卫凤炽说什么也得让外孙女嫁得风风光光,明明白白,不能稀里糊涂的就算了。
否则,现在糊弄过去,将来这人一步登天,若是薄情寡性,翻脸不认人,小怜被他坑了青春,都没处说理去。
陆九渊就这么被水灵灵的拒绝了。
此时若是换了任何一个有心求娶的年轻人,都会立刻站起来,拍着胸脯,誓言旦旦,保证会对人家的孙女儿一辈子好。
可他上位日久,到底与人不同。
此刻尴尬,便只是身子微微向后一倾,并不再说什么。
陆承志从旁识得脸色,立刻道:
“咳,在下作为九郎的叔父,冒昧说一句。”
“卫老爷子,眼下此时形势非常,九郎若仓促间给夫人补办一场婚礼,想必也是亏待了。”
“我家九郎向来务实,凡事只求最好,从不退而求其次,所以,请您千万不要计较这些表面功夫,待到大事一成,夫人必定贵不可言。”
卫楚仪啧了一声:“说的倒是也有几分道理,但可惜我们商户人家,在意的就是表面功夫。”
“就算所谓的承诺,也都必须白纸黑字,签字画押才算数。”
“九公子现在不方便我们也知道,我这当娘的也不逼迫。刚好我们小怜也正想重回膝下,做一阵子娇娇心肝宝贝,享受一番天伦之乐。”
“大家两全其美!”
说完,将杯中酒爽快地一口干了。
之后,“当”得一声,将酒盅撂在桌上。
仿佛这件事,就这么定了。
陆九渊立时不悦。
把宋怜从他身边夺走,等于剥他的皮,要他的命。
他什么事都干得出来。
但他不形于色,看了宋怜一眼。
宋怜与他微微蹙了一下眉,给了个眼色,示意他忍让一些,她娘就是那个脾气。
陆九渊便硬是将心里刚冒起来的这股子气给咽了下去。
“好,全听未来岳母大人的。”他也将杯中酒干了。
整场酒席,宋怜也不曾主动与林默白说些什么。
即便卫凤炽有意暗示,她也只是口称“舅父”,应付几句了事。
直到酒过三巡,卫楚仪寻了机会,将宋怜单独引了出去。
林默白已经在甲板上望着大海,静候多时了。
听见脚步声,他回转过头来,见了宋怜,不再如白日间人前那般克制感情,满眼都是父亲见了女儿的欣喜和期待。

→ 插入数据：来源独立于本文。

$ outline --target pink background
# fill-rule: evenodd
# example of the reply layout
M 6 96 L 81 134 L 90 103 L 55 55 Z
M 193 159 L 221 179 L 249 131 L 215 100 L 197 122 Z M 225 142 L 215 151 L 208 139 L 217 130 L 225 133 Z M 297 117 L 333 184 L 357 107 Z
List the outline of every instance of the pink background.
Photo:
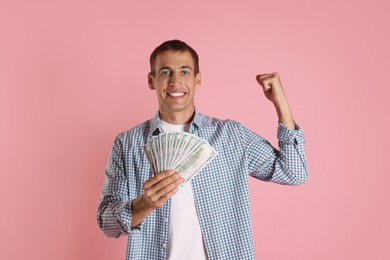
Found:
M 116 134 L 152 117 L 150 52 L 200 55 L 197 107 L 276 144 L 278 71 L 310 180 L 251 179 L 258 259 L 390 259 L 388 1 L 0 2 L 0 259 L 124 259 L 96 209 Z

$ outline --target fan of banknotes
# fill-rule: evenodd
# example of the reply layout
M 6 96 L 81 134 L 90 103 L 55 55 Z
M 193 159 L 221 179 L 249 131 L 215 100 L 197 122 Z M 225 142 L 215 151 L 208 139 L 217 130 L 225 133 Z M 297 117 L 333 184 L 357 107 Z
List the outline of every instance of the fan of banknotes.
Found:
M 206 140 L 186 132 L 153 136 L 144 150 L 154 173 L 176 170 L 185 179 L 184 184 L 217 155 Z

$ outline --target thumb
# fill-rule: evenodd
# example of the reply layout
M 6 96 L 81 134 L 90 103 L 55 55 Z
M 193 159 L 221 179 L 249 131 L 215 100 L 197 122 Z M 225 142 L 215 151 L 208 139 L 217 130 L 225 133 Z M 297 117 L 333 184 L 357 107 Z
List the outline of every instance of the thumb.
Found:
M 272 74 L 259 74 L 256 76 L 256 80 L 264 91 L 271 90 L 273 83 Z

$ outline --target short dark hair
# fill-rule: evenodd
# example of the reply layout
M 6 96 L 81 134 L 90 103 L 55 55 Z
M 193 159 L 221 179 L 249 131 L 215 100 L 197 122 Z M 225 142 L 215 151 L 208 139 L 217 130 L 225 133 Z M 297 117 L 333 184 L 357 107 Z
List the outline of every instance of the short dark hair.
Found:
M 193 48 L 191 48 L 191 46 L 189 46 L 187 43 L 185 43 L 183 41 L 170 40 L 170 41 L 166 41 L 166 42 L 163 42 L 162 44 L 160 44 L 160 46 L 158 46 L 156 49 L 154 49 L 154 51 L 150 55 L 150 60 L 149 60 L 150 74 L 152 74 L 153 76 L 156 73 L 154 65 L 155 65 L 157 56 L 164 51 L 180 51 L 180 52 L 188 51 L 191 54 L 192 59 L 194 60 L 194 73 L 195 73 L 195 75 L 199 73 L 199 57 L 198 57 L 198 54 L 196 53 L 196 51 Z

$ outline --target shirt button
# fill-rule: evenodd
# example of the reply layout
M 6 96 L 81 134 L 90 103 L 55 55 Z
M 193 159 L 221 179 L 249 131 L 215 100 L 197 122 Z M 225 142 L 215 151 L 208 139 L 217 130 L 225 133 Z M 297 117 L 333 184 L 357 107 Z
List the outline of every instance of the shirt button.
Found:
M 167 244 L 162 244 L 162 247 L 163 248 L 167 248 Z
M 165 223 L 168 223 L 168 218 L 164 218 Z

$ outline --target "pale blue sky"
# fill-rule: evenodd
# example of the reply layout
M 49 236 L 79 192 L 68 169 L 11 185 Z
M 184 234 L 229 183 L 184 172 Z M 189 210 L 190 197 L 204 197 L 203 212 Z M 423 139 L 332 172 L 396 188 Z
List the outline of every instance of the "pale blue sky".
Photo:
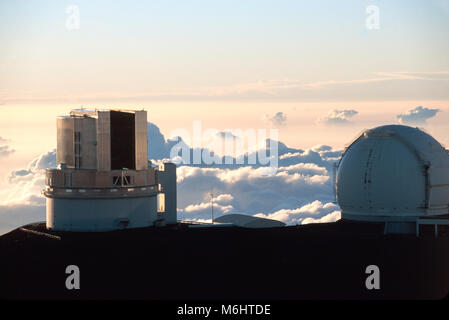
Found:
M 70 4 L 80 10 L 79 30 L 66 29 Z M 365 28 L 368 5 L 380 9 L 380 30 Z M 241 86 L 258 81 L 309 84 L 449 71 L 448 39 L 446 0 L 2 0 L 0 98 L 201 99 L 218 88 L 226 91 L 220 97 L 239 100 Z M 283 88 L 276 98 L 407 98 L 410 82 L 392 82 L 395 94 L 369 83 L 357 93 Z M 447 81 L 416 81 L 411 88 L 418 98 L 449 98 Z M 245 90 L 245 99 L 264 96 Z

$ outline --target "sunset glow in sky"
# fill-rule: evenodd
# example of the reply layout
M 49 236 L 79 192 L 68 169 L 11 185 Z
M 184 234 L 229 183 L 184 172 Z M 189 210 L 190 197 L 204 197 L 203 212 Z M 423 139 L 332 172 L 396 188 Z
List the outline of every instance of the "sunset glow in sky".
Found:
M 342 148 L 403 123 L 449 146 L 449 0 L 0 0 L 0 44 L 0 188 L 81 106 L 145 108 L 165 138 Z

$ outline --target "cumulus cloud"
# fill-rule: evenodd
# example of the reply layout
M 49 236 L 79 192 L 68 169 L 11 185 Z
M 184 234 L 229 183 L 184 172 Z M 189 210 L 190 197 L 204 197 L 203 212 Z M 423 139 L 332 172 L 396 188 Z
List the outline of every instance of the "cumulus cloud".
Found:
M 202 217 L 207 218 L 211 217 L 212 214 L 212 205 L 214 207 L 214 216 L 221 216 L 223 214 L 229 213 L 234 210 L 234 207 L 230 202 L 234 197 L 230 194 L 221 194 L 218 197 L 214 198 L 212 202 L 212 198 L 209 201 L 201 202 L 199 204 L 191 204 L 185 207 L 181 212 L 184 213 L 185 218 L 199 221 L 199 220 L 207 220 L 202 219 Z M 212 217 L 211 217 L 212 219 Z
M 26 169 L 13 170 L 7 177 L 7 188 L 0 192 L 0 205 L 42 206 L 45 169 L 56 167 L 56 151 L 52 150 L 33 159 Z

谁知,宋怜却只是淡漠屈膝见礼,唤道:“小怜拜见表舅父。”
林默白便神色一怔,尽是失望和落寞。
卫楚仪见了,轻推女儿:“小怜,你还在生他的气?”
“他已经尽力了,这次若不是他收到你的锦囊后当机立断,我跟你外祖,还有其他族人,恐怕都在劫难逃。”
“还有你那一次,若不是有他在,你早晚要遭宋家的毒手,幸亏有他……”
“我知道了。”宋怜打断她娘的话,上前一步,走到林默白面前,单刀直入,开门见山:
“舅父,当初你与我娘私通,可有何不得已的苦衷?”
她如此直白地揭穿私情,林默白眸光晃动了一下,迟疑良久,只好道:“不曾。”
宋怜:“所以,你明知她有夫,有女,却管不住自已?”
林默白垂下眼帘:“你说得对,是我的错。”
宋怜将头轻轻一偏:“你早就知道我是你的女儿?”
林默白迟疑了一会儿,又只能回答:“是。”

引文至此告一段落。